Instructor Information | Course Information |
---|---|
Anthony Howell, PhD | Course Meeting Time: Mondays, 3:10-5:00pm |
Office: #322 School of Economics Bldg. | Course Meeting Location: 三教508 |
Email: tonyjhowell@pku.edu.cn | Office Hours: By Appt. |
In 2016, Glassdoor named ‘Data Scientist’ as the best job of the year based on current job trends among thousands of different professions. Hal Varian, the chief economist at Google, said that the sexiest job in the next 10 years will be statisticians. At the same time, there is a major global skills-deficit when it comes to the tools required to perform in-depth data analysis. The McKinsey Global Institute, for instance, indicates that the “United States alone faces a shortage of 140,000 to 190,000 people with deep analytical skills.”
The emphasis of this course will be on learning basic statistical concepts and methods while gaining experience working with hands-on data science projects.
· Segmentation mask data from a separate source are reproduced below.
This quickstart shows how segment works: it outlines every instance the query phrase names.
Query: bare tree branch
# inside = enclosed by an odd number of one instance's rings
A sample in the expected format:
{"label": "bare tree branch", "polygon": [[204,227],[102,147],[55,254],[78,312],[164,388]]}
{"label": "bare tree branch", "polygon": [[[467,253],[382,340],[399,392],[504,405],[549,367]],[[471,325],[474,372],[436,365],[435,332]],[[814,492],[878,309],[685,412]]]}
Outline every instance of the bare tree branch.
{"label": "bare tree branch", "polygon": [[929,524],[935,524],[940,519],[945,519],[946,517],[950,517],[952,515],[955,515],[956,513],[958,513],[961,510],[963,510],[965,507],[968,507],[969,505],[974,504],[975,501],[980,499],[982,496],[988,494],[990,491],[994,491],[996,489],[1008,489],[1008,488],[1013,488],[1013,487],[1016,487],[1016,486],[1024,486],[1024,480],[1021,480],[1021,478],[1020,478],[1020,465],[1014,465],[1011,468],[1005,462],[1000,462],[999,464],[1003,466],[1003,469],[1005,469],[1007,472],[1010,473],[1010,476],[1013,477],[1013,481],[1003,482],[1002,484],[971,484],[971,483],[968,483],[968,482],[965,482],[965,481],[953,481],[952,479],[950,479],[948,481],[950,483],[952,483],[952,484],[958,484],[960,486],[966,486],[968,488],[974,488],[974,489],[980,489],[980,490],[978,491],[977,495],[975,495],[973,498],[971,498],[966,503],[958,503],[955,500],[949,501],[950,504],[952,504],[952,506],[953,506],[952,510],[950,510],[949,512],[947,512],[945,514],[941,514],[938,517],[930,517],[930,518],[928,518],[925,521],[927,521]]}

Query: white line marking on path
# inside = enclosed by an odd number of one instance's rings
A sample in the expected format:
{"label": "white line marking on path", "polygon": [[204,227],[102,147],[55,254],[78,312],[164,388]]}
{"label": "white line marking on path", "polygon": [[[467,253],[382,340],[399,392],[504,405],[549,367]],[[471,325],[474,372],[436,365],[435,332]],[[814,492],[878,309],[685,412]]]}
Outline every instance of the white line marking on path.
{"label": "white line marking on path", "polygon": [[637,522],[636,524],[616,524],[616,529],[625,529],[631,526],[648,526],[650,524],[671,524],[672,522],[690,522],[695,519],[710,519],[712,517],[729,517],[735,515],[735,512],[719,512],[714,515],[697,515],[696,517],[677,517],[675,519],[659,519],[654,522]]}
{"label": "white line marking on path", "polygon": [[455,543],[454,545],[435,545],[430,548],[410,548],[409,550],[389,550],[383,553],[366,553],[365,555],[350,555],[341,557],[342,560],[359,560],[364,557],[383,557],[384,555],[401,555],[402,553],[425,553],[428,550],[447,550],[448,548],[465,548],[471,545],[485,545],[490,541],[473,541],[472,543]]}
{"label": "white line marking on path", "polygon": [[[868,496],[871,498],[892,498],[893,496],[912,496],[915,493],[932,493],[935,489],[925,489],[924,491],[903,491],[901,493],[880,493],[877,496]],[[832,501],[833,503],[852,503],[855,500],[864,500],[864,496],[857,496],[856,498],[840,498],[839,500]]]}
During the class, students will learn data visualization and analysis techniques using R statistical software, work with multiple datasets and be exposed to applied economic analysis topics. After completing the course, students will be able to: (1) read critically economic research reports; (2) use statistical methods in their own work; (3) write professional reports and reproducible research; (4) pursue further coursework in statistics/econometrics.
Participation
The participation grade, which accounts for 15% of your final grade, is based on in-class attendance and participation in lab work. In total, there will be 7 in-class labs during the semester. Students must choose 5 labs to submit for evaluation by the instructor. NOTE: Students must attend the same class that the lab was assigned in order to submit it for evaluation.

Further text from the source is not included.